O Facebook é um ninho de boataria, e isso não é novidade. Já falamos sobre isso há meses no Olhar Digital. Recentemente, com a eleição nos Estados Unidos, a empresa passou a ser mais duramente cobrada por ações que possam conter a disseminação de notícias falsas, mas o caminho até lá será longo, se é que é possível chegar a este objetivo.
Mark Zuckerberg publicou um post em sua página na rede social reduzindo o papel do Facebook na eleição de Donald Trump. Segundo ele, 99% do que circula no serviço é verdadeiro e apenas 1% pode ser classificado como boato. Zuck também acrescenta que, apesar disso, a meta é ter 0% de informação falsa na página, mas o problema é que isso é simplesmente impossível.
Para isso, o Facebook implementa um sistema de crowd-sourcing, que permite que os próprios usuários denunciem conteúdo falso para que ele seja eliminado ou, no mínimo, tenha seu alcance reduzido, diminuindo o impacto que a informação errada pode ter na sociedade. Se muitas pessoas denunciam, então a informação é falsa, não é mesmo?
O problema é que não é tão simples assim resolver a questão. A tendência é que pessoas que vejam uma notícia verdadeira, mas que contrarie seu ponto de vista, denunciem o post por falsidade. Ao mesmo tempo, elas podem compartilhar e endossar notícias falsas, mas que coincidam sua visão de mundo. Nem todo mundo tem o discernimento para separar as coisas, infelizmente.
Vamos pensar em um exemplo bem brasileiro de política. Se, de fato, o Facebook implementar ferramentas de denúncias de posts falsos, uma notícia contra o Partido dos Trabalhadores pode ser denunciada massivamente por meio de ação coordenada até que o seu alcance seja suprimido. O contrário também é plausível; uma notícia favorável pode ser alvejada por denúncias por pessoas contrárias ao PT. Isso não é bom para ninguém.
A outra opção seria o Facebook assumir que é uma empresa de mídia, o que eles negam com todas as forças. Ao fazer isso, a companhia passaria a assumir a responsabilidade pelo que ali circula e poderia contratar editores, pessoas com treinamento para lidar com os fatos. Elas poderiam fazer o trabalho de checagem dos fatos e marcar os posts falsos com um selo de informação duvidosa ou as notícias verdadeiras com um selo de veracidade.

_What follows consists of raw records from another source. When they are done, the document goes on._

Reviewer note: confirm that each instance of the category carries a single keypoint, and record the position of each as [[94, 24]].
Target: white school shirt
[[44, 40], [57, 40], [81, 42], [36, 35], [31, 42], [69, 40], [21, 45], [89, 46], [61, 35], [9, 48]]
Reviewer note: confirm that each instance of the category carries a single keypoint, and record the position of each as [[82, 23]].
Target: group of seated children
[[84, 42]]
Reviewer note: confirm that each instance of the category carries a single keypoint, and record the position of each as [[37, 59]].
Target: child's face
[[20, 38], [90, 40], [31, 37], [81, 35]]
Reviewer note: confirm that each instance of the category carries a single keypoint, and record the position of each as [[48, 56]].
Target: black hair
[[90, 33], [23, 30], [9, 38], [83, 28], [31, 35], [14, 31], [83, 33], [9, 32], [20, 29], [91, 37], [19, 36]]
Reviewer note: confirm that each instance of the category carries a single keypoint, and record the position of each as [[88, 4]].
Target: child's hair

Só que até isso tem seus problemas. Quem são as pessoas que ficam a cargo de informar 1,6 bilhão de usuários? Quais são seus pontos de vista sobre política, economia, tecnologia, moda, ecologia, culinária…? Como garantir que eles não estão enviesados? Recentemente, o Facebook se viu em uma chuva de críticas porque seus editores estariam favorecendo sites de orientação progressista (ou liberal, no jargão político dos EUA) em um recurso menor como o Trending Topics, que destaca os assuntos mais comentados do momento. Imagine se isso acontecesse no feed de notícias dos usuários, que é a parte mais importante do site?

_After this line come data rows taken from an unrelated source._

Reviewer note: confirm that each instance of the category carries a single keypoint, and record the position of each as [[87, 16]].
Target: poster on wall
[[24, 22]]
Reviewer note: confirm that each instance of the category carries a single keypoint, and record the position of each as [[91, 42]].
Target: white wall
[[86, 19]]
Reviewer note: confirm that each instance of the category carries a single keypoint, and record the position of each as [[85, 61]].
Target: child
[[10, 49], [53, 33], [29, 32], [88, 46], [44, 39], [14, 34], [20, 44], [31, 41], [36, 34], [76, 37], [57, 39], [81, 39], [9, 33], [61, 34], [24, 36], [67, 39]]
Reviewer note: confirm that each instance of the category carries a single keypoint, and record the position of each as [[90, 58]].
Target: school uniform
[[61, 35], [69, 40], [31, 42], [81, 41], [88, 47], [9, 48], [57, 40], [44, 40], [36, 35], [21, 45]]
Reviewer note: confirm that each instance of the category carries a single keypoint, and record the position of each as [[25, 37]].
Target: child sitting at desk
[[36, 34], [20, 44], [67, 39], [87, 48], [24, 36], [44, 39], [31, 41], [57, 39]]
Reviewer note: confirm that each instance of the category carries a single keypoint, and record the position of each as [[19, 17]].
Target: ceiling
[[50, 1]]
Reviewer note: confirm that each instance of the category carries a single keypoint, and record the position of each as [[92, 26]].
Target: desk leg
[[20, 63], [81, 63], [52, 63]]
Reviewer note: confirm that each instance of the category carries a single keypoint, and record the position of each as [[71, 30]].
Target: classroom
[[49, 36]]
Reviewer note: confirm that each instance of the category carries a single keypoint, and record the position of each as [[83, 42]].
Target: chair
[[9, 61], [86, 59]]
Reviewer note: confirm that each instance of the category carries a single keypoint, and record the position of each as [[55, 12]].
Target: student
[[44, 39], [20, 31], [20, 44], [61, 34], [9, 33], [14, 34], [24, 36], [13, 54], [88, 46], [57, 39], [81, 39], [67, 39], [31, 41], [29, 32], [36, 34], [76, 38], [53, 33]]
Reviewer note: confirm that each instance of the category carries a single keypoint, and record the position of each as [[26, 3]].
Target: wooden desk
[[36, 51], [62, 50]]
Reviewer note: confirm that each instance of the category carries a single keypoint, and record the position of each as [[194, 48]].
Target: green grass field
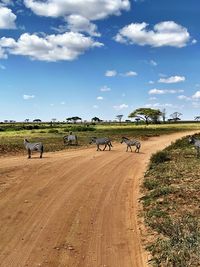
[[172, 206], [11, 136]]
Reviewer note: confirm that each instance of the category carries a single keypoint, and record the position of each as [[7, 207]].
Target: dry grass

Outra alternativa: dar um selo de autenticidade a páginas pré-selecionadas julgadas confiáveis. Aí o problema se torna outro, porque, ao fazer isso, você também joga automaticamente todas as outras páginas na segunda categoria, que é implicitamente não-confiável. A questão é que também existe informação correta fora da “grande mídia”, e isso colocaria blogs e sites menores, mas que tratam a informação com cuidado, fora da jogada.
Há mais uma solução problemática, que é utilizar a inteligência artificial do Facebook para descobrir o que é falso e o que é verdadeiro. A empresa até tem a capacidade técnica para fazer isso, de fazer seu algoritmo ler e entender o conteúdo que é publicado, mas para decidir se é falso ou não, ela provavelmente vai precisar bater a informação com as “fontes confiáveis”, novamente incorrendo no problema de decidir o que é ou não confiável. Ainda há a situação de que nem mesmo algoritmos são totalmente neutros, e acabam refletindo visões, opiniões e até preconceitos das pessoas que os desenvolvem.
E, finalmente, há um problema insolúvel. Uma das principais missões do Facebook é não censurar opiniões, e muitas vezes as “notícias falsas” são, na verdade, apenas opiniões interpretadas por uma parte do público como fato incorreto. A linha é tênue e é muito difícil definir o que é mentira, o que é verdade e o que é opinião.
O fato é que Facebook não é dono da razão. Não existe meio de fazer a moderação do conteúdo verdadeiro e falso com total imparcialidade, porque não importa qual método for usado, ele tem em algum nível interferência humana. E isso é ensinado no primeiro semestre de qualquer curso de jornalismo: não existem humanos totalmente imparciais.